Research:Editor-data policy proposal
As part of the WMF research policy, we will be asking researchers that receive significant support from the Foundation to publicly release the data they produce as part of their research under an open license. This applies in particular to projects that receive the following kinds of support from the Foundation:
- technical support for data collection
- special API permissions
- hosting or direct financial support
- institutional endorsement
- subject recruitment (with some restrictions)
What this implies is that datasets referring to individual usernames (e.g. lists of editors ranked by some given criteria) fall in the category of derivative content extracted from publicly logged user contributions. Data obtained by processing the XML dumps or by querying the Wikimedia API with standard user access privileges (i.e. with the exclusion of nonpublic data) fall under the above definition. As a subset of the log of contributor activity that Wikimedia hosts in publicly accessible databases, this data can be freely copied, quoted, reused and adapted by third parties.

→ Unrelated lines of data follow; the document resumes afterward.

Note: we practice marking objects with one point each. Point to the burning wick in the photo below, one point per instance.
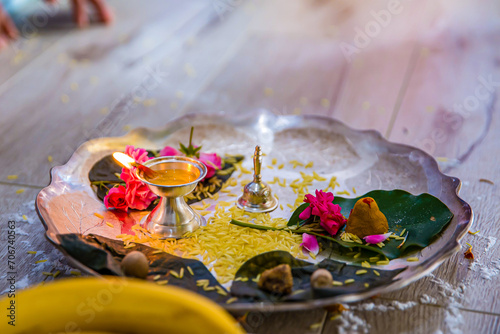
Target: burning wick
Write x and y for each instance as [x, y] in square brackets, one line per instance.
[129, 162]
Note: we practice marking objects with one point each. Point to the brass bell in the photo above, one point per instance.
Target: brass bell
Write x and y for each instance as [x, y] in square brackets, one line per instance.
[257, 195]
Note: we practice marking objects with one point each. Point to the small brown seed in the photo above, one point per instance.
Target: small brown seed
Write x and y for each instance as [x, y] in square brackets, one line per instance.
[135, 264]
[321, 278]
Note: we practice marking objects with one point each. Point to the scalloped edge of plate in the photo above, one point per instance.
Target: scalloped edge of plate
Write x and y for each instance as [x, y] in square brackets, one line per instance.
[416, 271]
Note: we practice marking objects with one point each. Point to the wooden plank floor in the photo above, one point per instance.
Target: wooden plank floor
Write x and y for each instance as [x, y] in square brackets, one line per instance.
[429, 78]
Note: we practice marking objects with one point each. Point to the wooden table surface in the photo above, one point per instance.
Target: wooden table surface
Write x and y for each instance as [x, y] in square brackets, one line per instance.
[424, 73]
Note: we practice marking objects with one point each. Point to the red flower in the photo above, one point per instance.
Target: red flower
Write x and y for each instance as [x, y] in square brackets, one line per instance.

One solution to meet these concerns would be to publish research data in an aggregate form only, but this defies the very purpose of making data openly available to promote further research. Publishing them in a raw, but anonymized form, on the other hand, is pointless insofar as effective anonymization of public data is not possible. We would like to recommend that any raw research dataset derived from publicly available logs of editor activity – collected via tools such as the toolserver, wikilytics or any third party script querying the API with standard privileges or processing the XML dumps – be published without anonymization. We would like to include in the above recommendation excerpts of discussions from user talk pages, article talk pages or policy-related discussions that researchers may quote verbatim as part of datasets for qualitative research.